Perhelatan IAF 2024, PGN Siap Inisiatif Kerja Sama Low Carbon Business

NUSA DUA – PT PGN Tbk selaku Subholding Gas Pertamina menyokong penuh perhelatan Indonesia Africa Wadah (IAF) 2024 sebagai turnamen menguatkan peningkatan dunia usaha melalui jalinan kerja mirip tingkat internasional dalam berbagai sektor. Dalam forum ini, PGN siap mengupayakan Holding Migas memainkan peran di rangka ekspansi Go Global di area sektor energi.
Direktur Utama Pertamina menyampaikan bahwa Pertamina meninjau adanya kemungkinan besar terkait pengembangan energi, khususnya energi gas bumi serta geothermal. Hal ini selaras dengan upaya transisi energi ke depan untuk mewujudkan energi yang mana lebih besar hijau juga lebih lanjut bersih.
PGN yang mana bergerak dalam bidang midstream juga downstream gas bumi miliki prospek untuk pengembangan pengembangan infrastruktur serta pemanfaatan gas bumi sesuai roadmap menuju Net Zero Emission (NZE). Dalam prosesnya, PGN berpegangan pada visi misi PGN kemudian Pertamina NZE Roadmap 2022-2060.

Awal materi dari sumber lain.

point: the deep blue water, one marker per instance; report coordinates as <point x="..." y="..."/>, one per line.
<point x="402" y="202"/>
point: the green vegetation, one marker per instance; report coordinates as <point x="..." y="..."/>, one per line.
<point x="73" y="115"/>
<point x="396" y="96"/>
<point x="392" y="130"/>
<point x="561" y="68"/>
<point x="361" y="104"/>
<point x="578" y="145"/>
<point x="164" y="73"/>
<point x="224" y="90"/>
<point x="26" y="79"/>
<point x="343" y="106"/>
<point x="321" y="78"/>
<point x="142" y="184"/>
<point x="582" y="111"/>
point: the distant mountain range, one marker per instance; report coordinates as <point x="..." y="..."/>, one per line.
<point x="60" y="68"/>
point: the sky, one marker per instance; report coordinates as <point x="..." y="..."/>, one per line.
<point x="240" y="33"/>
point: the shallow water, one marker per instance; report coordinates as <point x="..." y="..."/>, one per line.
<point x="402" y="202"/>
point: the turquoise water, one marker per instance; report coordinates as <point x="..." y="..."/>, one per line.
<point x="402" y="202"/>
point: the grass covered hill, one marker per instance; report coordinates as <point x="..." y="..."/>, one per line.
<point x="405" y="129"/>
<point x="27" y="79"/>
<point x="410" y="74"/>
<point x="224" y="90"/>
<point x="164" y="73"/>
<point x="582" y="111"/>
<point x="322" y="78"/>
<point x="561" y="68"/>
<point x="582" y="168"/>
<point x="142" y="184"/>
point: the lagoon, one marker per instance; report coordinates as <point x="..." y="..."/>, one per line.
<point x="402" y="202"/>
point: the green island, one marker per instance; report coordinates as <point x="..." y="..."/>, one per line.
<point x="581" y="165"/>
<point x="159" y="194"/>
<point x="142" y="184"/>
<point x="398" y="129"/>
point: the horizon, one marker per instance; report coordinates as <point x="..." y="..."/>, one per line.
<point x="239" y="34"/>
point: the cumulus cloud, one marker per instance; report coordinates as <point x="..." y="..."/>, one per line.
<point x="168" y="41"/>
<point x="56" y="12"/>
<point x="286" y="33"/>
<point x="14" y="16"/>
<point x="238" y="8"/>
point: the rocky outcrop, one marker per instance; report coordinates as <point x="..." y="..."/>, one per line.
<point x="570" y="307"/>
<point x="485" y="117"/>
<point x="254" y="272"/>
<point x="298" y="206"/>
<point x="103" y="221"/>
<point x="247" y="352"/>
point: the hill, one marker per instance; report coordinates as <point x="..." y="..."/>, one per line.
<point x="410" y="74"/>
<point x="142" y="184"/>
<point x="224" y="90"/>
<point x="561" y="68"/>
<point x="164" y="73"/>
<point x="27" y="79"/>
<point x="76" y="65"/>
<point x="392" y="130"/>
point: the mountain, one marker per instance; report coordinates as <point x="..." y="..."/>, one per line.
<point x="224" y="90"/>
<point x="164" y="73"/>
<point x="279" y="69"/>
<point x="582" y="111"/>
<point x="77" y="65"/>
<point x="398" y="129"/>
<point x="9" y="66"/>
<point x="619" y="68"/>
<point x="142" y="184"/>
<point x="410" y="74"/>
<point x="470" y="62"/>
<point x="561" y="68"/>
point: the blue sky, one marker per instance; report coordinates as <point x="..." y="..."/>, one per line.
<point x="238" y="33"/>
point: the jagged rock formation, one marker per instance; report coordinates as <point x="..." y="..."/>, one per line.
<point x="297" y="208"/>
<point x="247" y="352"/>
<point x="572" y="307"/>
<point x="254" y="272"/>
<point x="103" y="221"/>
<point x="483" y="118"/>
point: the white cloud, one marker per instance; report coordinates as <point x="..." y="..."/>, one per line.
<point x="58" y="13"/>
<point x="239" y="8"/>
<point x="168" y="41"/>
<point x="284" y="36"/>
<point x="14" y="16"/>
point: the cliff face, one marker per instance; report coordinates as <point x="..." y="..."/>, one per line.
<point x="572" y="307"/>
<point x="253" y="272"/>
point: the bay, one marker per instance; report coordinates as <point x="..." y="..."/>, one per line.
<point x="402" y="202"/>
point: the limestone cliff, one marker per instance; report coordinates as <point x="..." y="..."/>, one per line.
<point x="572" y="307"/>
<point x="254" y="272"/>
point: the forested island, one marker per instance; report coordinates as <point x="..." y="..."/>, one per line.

Baca Juga: PLN Siapkan Pendukung Listrik Andal untuk Indonesia – Africa Diskusi ke-2 pada Bali
Direktur Strategi juga Penguraian Bisnis PGN Rosa Permata Sari menyampaikan bahwa roadmap PGN pada hal dekarbonisasi menuju NZE 2060 diimplementasikan di pemakaian teknologi ramah lingkungan di dalam lingkungan operasi.
Di sisi lain, PGN merintis industri baru yang mana menitik beratkan pada low carbon business. Pembangunan kegiatan bisnis baru ini, dijalankan menggunakan strategi kegiatan bisnis Step Out. Untuk itu, PGN sangat terbuka untuk menjalin mitra di rangka keberhasilan inisiatif low carbon business.
PGN berada dalam fokus untuk pengembangan biomethane sebagai renewable gas yang dihasilkan dari pengolahan tambahan lanjut dari limbah kelapa sawit (POME). Proyek Biomethane akan memberikan faedah sebagai pengurangan emisi gas methane, menghurangi emisi karbon, juga memenuhi keperluan gas bumi pelanggan. Kemudian seiring dengan perkembangan Pertamina Group untuk mengembangkan CO2 transport business, PGN akan berperan untuk melakukan pengembangan infrastruktur dari sisi midstream.
“Hasil diskusi strategis di IAF 2024 memungkinkan untuk diselaraskan dengan strategi pengembangan kegiatan bisnis gas bumi PGN, sehingga perencanaan investasi, perubahan dan juga adaptasi teknologi menjadi lebih besar tepat sasaran,” ujar Rosa, di siaran pers yang digunakan diterima SINDOnews, Kamis (5/9/2024).
Sebagai Subholding Gas Pertamina, PGN berazam untuk mengoptimalkan penyelenggaraan gas bumi pada masa transisi ini. Dengan infrastruktur pipa gas terpanjang di area Asia Tenggara, PGN senantiasa melakukan konfirmasi pasokan gas bumi yang tersebut efektif juga efisien pada seluruh Indonesia sehingga akan mempercepat pengembangan lalu pemanfaatan green energy.